Texts by Sebatián Diáz Morales, Philippe-Alain Michaud, Malena Sauto.

Graphic design: Roosje Klap.
published in June 2018
trilingual edition (English / French / Spanish)
16,7 x 24 cm (softcover)
176 pages (color & b/w ill.)
€24.00
ISBN: 978-3-943514-85-8
EAN: 9783943514858
in stock
 
Sebastián Diáz Morales films and videos show that reality is nothing more than a figment of the imagination. Every figure and every narrative in them is a metaphor for the boundary between reality and fiction.

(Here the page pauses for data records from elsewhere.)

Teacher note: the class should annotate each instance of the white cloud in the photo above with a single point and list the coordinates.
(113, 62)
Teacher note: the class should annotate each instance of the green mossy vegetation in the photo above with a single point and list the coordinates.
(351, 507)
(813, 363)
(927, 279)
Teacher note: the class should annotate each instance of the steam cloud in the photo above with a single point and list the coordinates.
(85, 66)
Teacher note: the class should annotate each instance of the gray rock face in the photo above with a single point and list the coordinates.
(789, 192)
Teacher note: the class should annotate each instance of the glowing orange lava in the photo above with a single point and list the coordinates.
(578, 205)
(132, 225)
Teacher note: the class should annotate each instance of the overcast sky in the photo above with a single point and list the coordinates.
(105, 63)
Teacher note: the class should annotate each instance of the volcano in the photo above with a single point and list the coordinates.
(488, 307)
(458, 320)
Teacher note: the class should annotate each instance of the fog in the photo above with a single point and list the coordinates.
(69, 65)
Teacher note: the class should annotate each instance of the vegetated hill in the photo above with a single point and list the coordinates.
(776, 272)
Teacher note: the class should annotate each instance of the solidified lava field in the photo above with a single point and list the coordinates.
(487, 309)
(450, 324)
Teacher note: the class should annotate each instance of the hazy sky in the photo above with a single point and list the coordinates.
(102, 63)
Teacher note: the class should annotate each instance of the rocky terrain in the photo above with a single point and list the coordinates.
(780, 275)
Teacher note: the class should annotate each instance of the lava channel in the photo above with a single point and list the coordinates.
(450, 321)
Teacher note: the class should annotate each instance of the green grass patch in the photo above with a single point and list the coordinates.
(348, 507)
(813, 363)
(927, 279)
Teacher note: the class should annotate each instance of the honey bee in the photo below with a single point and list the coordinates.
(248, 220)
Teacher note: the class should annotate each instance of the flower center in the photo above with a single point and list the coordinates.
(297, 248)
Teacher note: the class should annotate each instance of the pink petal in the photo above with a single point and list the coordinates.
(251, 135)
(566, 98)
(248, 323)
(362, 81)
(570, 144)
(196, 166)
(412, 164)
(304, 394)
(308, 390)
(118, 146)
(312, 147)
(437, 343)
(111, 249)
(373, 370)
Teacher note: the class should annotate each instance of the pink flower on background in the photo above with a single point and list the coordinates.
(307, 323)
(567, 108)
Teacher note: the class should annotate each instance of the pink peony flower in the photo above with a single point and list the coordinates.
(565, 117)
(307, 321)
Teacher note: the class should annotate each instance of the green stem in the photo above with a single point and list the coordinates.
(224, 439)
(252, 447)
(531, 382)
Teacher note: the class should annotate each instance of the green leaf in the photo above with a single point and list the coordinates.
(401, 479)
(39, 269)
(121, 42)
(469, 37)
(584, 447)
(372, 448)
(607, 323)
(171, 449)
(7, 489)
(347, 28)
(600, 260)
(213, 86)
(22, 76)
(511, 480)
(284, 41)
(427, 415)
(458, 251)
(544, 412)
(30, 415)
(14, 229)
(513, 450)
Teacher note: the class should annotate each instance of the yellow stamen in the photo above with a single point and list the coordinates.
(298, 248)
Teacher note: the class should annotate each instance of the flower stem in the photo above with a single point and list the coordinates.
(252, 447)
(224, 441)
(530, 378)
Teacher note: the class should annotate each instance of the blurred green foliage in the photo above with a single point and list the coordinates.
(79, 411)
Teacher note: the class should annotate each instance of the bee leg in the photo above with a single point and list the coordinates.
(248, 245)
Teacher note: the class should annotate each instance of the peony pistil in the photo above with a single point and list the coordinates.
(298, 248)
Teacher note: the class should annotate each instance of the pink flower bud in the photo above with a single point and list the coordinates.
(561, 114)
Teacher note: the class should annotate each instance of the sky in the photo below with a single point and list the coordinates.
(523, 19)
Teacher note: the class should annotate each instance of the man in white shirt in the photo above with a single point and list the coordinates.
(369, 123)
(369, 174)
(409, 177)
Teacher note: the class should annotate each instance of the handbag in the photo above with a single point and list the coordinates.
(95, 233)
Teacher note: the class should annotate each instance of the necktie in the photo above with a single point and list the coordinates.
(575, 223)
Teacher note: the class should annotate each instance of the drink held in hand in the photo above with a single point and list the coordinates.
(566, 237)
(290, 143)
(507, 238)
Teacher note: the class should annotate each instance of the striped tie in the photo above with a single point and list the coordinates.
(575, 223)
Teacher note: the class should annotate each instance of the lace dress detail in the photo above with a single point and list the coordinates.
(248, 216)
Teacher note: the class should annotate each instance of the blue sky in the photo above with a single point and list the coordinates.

This catalogue documents three recents video works by the Argentinian artist.
In the trilogy of videos portraited in this book, Insight, Suspension and The Lost Object, the artist invites us to suspend ourselves in a dream-like scenario dominated by lighting effects. We do not enter a dark room but an atmosphere subject to the different beams of light shining all around us.
That is the point, to throw light on the unknown, or on what we take for granted as natural when in fact it is nothing more than an impoverished fallacy. Or maybe it is simply about shining a light on ourselves as subjects and returning to the true essence of things: beauty, surprise, novelty and illusion.
The unknown.
Published on the occasion of Sebastián Diáz Morales' exhibition “Ficcionario IV”, Museum für Gegenwartskunst Siegen, from October 14 to June 5, 2017, and the 57th International Exhibition of visual arts – La Biennale di Venezia, from May 13 to November 26, 2017.
Sebastián Diáz Morales (born 1975 in Comodoro Rivadavia, Argentina, lives and works in Amsterdam) is a video artist. Morales works with various filmic techniques, for example montage, cartoon-like dissociations or slow motion. Sound also plays a leading part, whether in the form of noise or film music. Some of the works are reminiscent of science fiction. Their narrative style and dialogues are of a minimalist character, yet their imagery evokes associations by which the viewer discovers a new take on reality.